In terms of immunotherapy advances, “the big breakthrough really was the recognition that non–small cell lung cancer could be a disease treated by immune therapy,” Martins said.
Since then, the PD-1 inhibitors nivolumab and pembrolizumab (Keytruda) have gained FDA approvals in melanoma and NSCLC. In late November, nivolumab also was approved for patients with advanced renal cell carcinoma.
Nivolumab was initially approved in March 2015 for the treatment of patients with metastatic squamous NSCLC with progression on or after platinum-based chemotherapy. In October, the FDA expanded the indication to include patients with progression on or after platinum-based chemotherapy with nonsquamous histologies.
Also in October, pembrolizumab was approved for patients with metastatic NSCLC with progressive disease after platinum-containing chemotherapy with a key difference.

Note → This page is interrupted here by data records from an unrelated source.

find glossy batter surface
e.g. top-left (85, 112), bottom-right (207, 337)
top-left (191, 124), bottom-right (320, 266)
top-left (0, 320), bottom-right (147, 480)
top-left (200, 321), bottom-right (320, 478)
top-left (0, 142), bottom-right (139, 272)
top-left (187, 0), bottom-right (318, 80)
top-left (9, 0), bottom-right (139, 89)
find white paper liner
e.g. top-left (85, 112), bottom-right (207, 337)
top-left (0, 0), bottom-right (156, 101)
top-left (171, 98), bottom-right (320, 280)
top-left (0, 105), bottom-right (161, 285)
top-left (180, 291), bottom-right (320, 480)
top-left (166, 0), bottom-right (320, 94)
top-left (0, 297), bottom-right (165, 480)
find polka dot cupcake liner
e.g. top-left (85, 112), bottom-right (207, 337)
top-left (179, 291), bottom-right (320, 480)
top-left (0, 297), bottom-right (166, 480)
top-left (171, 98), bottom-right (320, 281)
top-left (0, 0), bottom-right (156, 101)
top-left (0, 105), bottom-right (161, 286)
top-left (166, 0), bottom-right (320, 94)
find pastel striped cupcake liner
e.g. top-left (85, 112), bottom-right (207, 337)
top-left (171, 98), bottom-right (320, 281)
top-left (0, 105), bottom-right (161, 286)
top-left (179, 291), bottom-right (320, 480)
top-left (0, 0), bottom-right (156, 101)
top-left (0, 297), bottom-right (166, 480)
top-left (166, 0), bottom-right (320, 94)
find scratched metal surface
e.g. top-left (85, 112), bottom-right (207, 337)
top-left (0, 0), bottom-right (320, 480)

A key difference between the approvals for the two drugs is that the label for pembrolizumab specifies that it is indicated for patients whose tumors express PD-L1 as measured by a companion diagnostic, which thus far is the PD-L1 IHC 22C3 pharmDx test. For nivolumab, there is a complementary test, the PD-L1 IHC 28-8 PharmDx assay, that is not required to use the drug.
Additionally, two agents targeting PD-L1, atezolizumab (MPDL3280A) and durvalumab (MEDI4736), are advancing in clinical development. The FDA has designated atezolizumab as a breakthrough therapy for the treatment of patients with PD-L1–positive NSCLC, meaning the agency will expedite its review. Durvalumab is being evaluated under a fast track designation for patients with NSCLC who have received 2 prior systemic treatments.
As far as Perez-Soler is concerned, clinical trial results thus far support the use of PD-1 inhibitors as the first choice for second-line therapy “based on efficacy across the board and lower toxicity.”
“Patients typically progress in two or three months,” Perez-Soler said in an interview. “The initial drugs, typically chemotherapy, shrink the tumor but then it comes back and the same drug cannot kill it.